Creepypasta Wiki
Advertisement

Kiedy miałam czternaście lat przytrafiła mi się dziwna historia. Pewnie zastanawiacie się, o czym mówię, więc już spieszę z tłumaczeniem.

Otóż, pewnego dnia, gdy wróciłam ze szkoły, moja mama musiała prędko jechać załatwić pilną sprawę. Czekała tylko na mnie, żeby przygotować mi obiad. Młodszego brata musiała zawieźć do babci, a starszy brat był u taty, gdyż moi rodzice rozwiedli się. Usłyszałam skrzypienie na strychu. Pomyślałam, że to wiatr. Otóż to nie był wiatr. Później wraz z moim kotem poszłam do owego pokoju.

Usłyszałam ciche gwizdanie. Mój kot podskoczył ze strachu, jakby kogoś zobaczył, lecz ja nikogo nie widziałam. Szybko pobiegłam do telefonu, aby zadzwonić do mamy, lecz zobaczyłam, że kabel jest przecięty. Uciekłam do łazienki. Nagle zaczęły ruszać się firanki. Powoli podeszłam i odsłoniłam je, lecz tam nic nie było, a okno było zamknięte.

Usłyszałam takie jakby cichutkie "POMOCY". To mnie najbardziej przestraszyło. Poszłam powoli ‎na strych i zobaczyłam tam dziwnie świecącą się dziewczynkę, która płakała nad misiem. Bałam się, w końcu jednak odwróciła się i dziwnie na mnie popatrzyła, a potem podeszła i cichutkim, dziecięcym głosikiem powiedziała do mnie: "Nie bój się".

Spytałam się jej, kim jest, a ona odpowiedziała, że ma (miałaby, gdyby żyła) 6 lat. Powiedziała, że zmarła w tym domu 2 miesiące temu. Przestraszyłam się, gdyż właśnie 2 miesiące temu wprowadziłam się tam z rodziną. Spytałam się, co było powodem jej śmierci, a ona odpowiedziała, że miała wysoką gorączkę, a jej mama nie miała samochodu, żeby ją zawieść do szpitala. Niestety karetka nie dojechała na czas i dziewczynka zmarła. Powiedziała, że przyszła tu pożegnać się z mamą i spytała, gdzie ona jest.

Ja odpowiedziałam, że 2 miesiące temu powiesiła się tutaj jakaś pani i my się po niej wprowadziliśmy. Pocieszyłam ją mówiąc, że na pewno spotka swoją mamusię w niebie. I wtedy się uspokoiła. Powiedziała mi, że ma na imię Oliwia. Chociaż była duchem, starałam się z nią zaprzyjaźnić, lecz nagle zaczęła się bardziej świecić. Podałam jej szybko jej misia i wtedy zobaczyłam światło.

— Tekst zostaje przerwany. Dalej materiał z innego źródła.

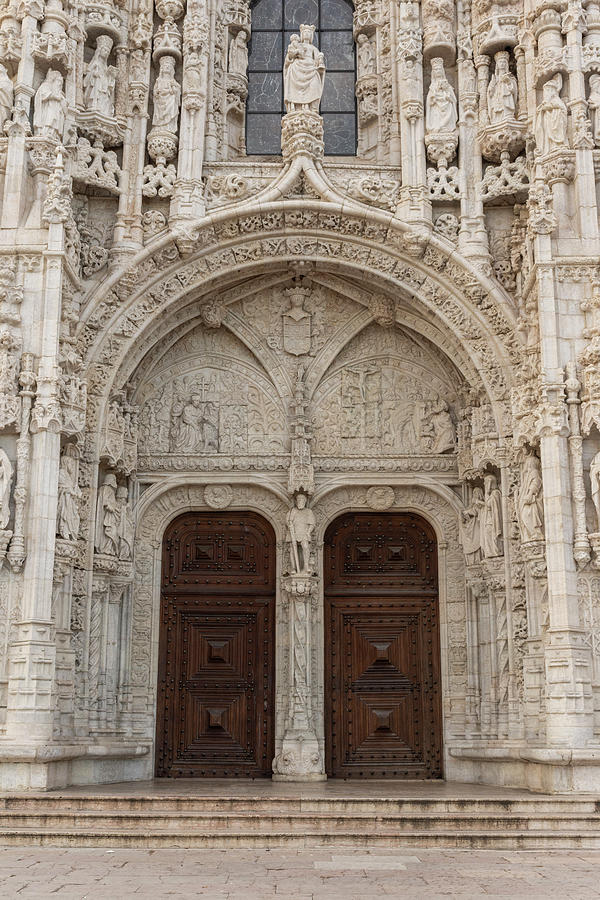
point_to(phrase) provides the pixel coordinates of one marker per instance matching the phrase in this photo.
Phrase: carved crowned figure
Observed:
(99, 79)
(531, 507)
(166, 96)
(441, 107)
(552, 118)
(502, 91)
(303, 72)
(50, 107)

Powiedziała "Do widzenia, nigdy cię nie zapomnę". Odpowiedziałam jej to samo i dodałam, że pewnie odchodzi do nieba, bo załatwiła na Ziemi wszystkie sprawy. Ale… niewinna duszyczka trafia do niebios, ale ciekawi mnie jedno. Czy spotkała się w końcu z mamą?